A look at Funky Winkerbean before the misery began
In 1992, 20 years after Tom Batiuk launched his syndicated daily comic strip Funky Winkerbean, the cartoonist revamped the feature, changing it from the mildly absurd adventures of a group of high-school kids to the generally more sobering stories of those same kids as adults. Though Batiuk had dealt with some serious issues in Funky before—drug abuse, teen pregnancy, learning disabilities, and the like—the strip evolved over its third and fourth decades into a morose soap opera in which characters are frequently confronted with their own mortality and failures. Even after Batiuk jumped ahead in time again in 2007, it was mainly to show how the children of his original cast suffer from the same kinds of disappointments as their folks.
The Funky Winkerbean of today is mostly entertaining for what it’s inspired, from the frequent piss-takes by Josh Fruhlinger’s Comics Curmudgeon to the brutal Shortpacked! parody “Funky Cancercancer.” The actual Funky strip has, frankly, become tedious in its constant defaulting to misery. And it’s especially disappointing in comparison to what Funky Winkerbean was like when the strip began.

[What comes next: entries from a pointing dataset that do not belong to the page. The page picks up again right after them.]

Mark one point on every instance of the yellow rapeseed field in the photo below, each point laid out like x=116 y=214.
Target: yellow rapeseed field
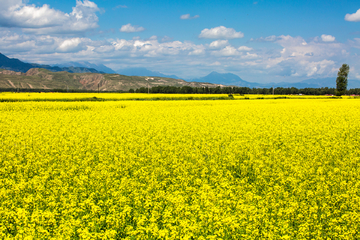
x=259 y=169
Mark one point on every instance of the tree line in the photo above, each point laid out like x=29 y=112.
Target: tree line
x=243 y=90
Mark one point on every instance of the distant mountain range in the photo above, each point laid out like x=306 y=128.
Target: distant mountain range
x=16 y=65
x=143 y=72
x=216 y=78
x=85 y=64
x=226 y=79
x=234 y=80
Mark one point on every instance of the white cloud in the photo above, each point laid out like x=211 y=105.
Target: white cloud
x=272 y=38
x=250 y=56
x=187 y=16
x=355 y=17
x=44 y=20
x=129 y=28
x=219 y=44
x=327 y=38
x=220 y=33
x=244 y=48
x=227 y=51
x=215 y=63
x=71 y=45
x=120 y=6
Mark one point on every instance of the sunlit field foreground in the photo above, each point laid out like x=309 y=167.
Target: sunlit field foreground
x=274 y=169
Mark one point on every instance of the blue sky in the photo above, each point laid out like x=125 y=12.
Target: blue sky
x=261 y=41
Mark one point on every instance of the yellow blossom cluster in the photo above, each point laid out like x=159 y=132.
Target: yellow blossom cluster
x=260 y=169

Those who’ve only experienced Funky in its current form might be shocked by how bright and funny the comics are in The Complete Funky Winkerbean Volume I: 1972-1974 (available from The Kent State University Press’ Black Squirrel Books imprint). Coming across like a hybrid of Doonesbury at its silliest and Peanuts at its most contemporary, the Funky Winkerbean of the ’70s was intended as a pleasant diversion, not a daily reminder of our impending doom. The title character is an ordinary middle-American high-schooler, hanging out with his nerdy friend Les, his activist friend Roland, his feminist friend Livinia, his black friend Derek, and his spaced-out friend Crazy Harry. Much like Morrie Turner’s groundbreaking, multicultural Wee Pals, the “jokes” in the early Funky Winkerbean are often little more than in-the-moment references to some social issue or trend, framed by some character’s raised eyebrows. But Batiuk developed the world of the strip fairly quickly, making the characters distinctive as people, not just generic mouthpieces for punchlines.

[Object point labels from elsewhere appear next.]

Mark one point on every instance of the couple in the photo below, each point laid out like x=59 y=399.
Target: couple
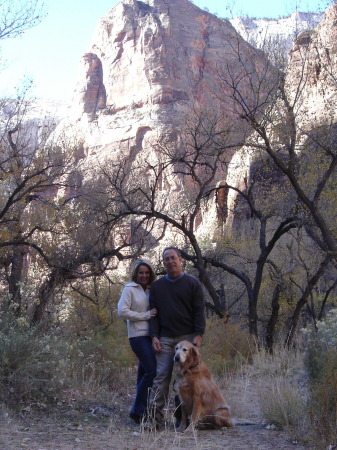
x=159 y=317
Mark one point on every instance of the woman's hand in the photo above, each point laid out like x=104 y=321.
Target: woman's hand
x=153 y=312
x=156 y=344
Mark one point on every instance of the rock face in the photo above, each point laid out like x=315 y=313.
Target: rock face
x=282 y=31
x=312 y=66
x=149 y=63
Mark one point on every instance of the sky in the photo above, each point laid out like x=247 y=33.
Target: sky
x=49 y=54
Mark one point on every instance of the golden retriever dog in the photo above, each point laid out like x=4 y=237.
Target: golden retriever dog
x=202 y=403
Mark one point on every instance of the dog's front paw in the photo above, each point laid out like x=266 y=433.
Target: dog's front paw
x=181 y=428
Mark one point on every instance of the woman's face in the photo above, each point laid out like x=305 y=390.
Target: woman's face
x=143 y=275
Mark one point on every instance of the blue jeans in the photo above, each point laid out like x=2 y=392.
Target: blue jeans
x=142 y=348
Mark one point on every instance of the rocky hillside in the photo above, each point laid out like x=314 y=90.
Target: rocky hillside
x=283 y=30
x=151 y=63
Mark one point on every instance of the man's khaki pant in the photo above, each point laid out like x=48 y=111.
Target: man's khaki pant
x=161 y=384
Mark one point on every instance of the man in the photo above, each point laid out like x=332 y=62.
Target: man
x=179 y=301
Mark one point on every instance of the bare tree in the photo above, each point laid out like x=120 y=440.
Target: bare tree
x=301 y=145
x=16 y=17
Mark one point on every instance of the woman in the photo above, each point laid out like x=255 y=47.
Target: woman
x=134 y=307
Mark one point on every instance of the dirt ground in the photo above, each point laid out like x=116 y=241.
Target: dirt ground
x=78 y=427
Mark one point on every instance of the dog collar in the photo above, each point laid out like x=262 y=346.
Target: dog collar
x=190 y=368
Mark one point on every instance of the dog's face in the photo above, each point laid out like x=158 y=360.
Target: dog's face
x=185 y=351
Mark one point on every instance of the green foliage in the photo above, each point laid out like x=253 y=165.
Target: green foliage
x=226 y=346
x=321 y=364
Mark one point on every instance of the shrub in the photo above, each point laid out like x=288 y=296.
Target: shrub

And that matters, because too often cartoonists try to make comic strips “relevant” by turning them into cranky polemics. In the intro to The Complete Funky Winkerbean Volume I, Batiuk says that he’d never seen Doonesbury until he started shopping his own strip around to the syndicates in New York, yet the early Funky has a lot in common with the early Doonesbury, in that both strips simultaneously make fun of and sympathize with all of their characters, regardless of how similar or dissimilar they may be to their creators’ point of view. That’s not the case with, say, Mallard Fillmore, where pretty much every regular character besides the titular duck is a strawman meant to make Mallard look like The Last Sane Voice In America. (Artistically, the early-’70s versions of Funky and Doonesbury are also similar, in that they pack a fair amount of visual information into a small space, without seeming overly cluttered. That’s because both Garry Trudeau and Tom Batiuk deployed thin lines and made good use of their blank space, allowing the more detailed clothing, furniture, and hairstyles to stand out.)